If it seems peculiar that a government — one in which the power in both the Executive and Legislative branches rests with one political party — is unable to pass legislation, that’s because it is. There is effectively nothing stopping Trump from doing any of the things he promised to do on the campaign trail. And yet, aside from the United States’ recent (and largely symbolic) departure from the Paris Climate Agreement, there has been little progress on any front.

The reason for this is simple: Donald Trump never had any intention of doing most of the things he promised to do. Trump may be brash, impulsive, immature, and prone to fits of self-indulgence, but he’s not an idiot. He knows that if he enacted any of the core planks of his platform, the effects would be disastrous. It’s all well and good to talk about the things you would do as President, but Trump is not delusional enough to believe that his ideas for Making America Great Again™ are actually feasible. By backing down from his promises, Trump would lose face, thereby negatively impacting his brand; by following through on them, Trump would leave behind a nightmarish legislative legacy, thereby also negatively impacting his brand.
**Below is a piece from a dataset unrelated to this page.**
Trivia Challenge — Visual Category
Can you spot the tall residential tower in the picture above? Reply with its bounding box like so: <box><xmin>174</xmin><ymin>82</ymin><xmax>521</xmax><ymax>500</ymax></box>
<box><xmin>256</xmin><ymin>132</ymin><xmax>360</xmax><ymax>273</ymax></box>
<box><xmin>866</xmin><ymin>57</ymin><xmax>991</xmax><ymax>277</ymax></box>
So instead, he does nothing.

He justifies it by painting himself as the victim of a nefarious plot ­— carried out by the likes of the liberal media, the Democrats, “fake news,” President Obama, Hillary Clinton, James Comey, ISIS, and so forth — to hamstring his Presidency and prevent him from delivering the changes he promised his supporters. He makes his policy proposals so outrageous that Democrats wouldn’t dare entertain them for fear of losing their seats. He offers vague promises that his agenda would make him the greatest President ever, if only the system weren’t so irretrievably broken. He does this while shoring up his international business contacts, using the presidency to negotiate sweetheart deals for his private business, and using Twitter and his media appearances to ensure he (and therefore his brand) remain in the public consciousness as much as possible. Donald Trump’s ultimate loyalty is to himself and his own interests.

If you’re a liberal, you’re likely disgusted by Trump’s ongoing displays of narcissism and greed, to say nothing of the damage he has already done that will take years to correct. You can, however, take some small solace in the fact that from a legislative standpoint, he’s unlikely to follow through on his most damaging policy proposals. And by putting his legislation in the hands of the Judicial branch (as he did with the Muslim ban), he is ensuring that neither he nor his party can be to blame for his lack of progress. Ironically enough, Trump may actually be helping the left’s cause by spurring liberals to become more active in politics.

If you’re a conservative, I know you had your reasons for voting for Trump. Maybe you’re concerned about terrorism; maybe you’re tired of working too long and too hard for not enough money; maybe you’re sick of America bending over backward to help the citizens of other countries while ignoring its own. While I may not agree with your perspective, I understand and appreciate that you voted for Trump because you thought he could fix what’s wrong with America.

But no matter what he tells you, Donald Trump does not care about you, nor does he care about what’s important to you. If what he wants happens to align with what you want, so much the better, but if it doesn’t, his interests will always take priority over your own.

Donald Trump is not the answer. You’ve been sold a bill of goods.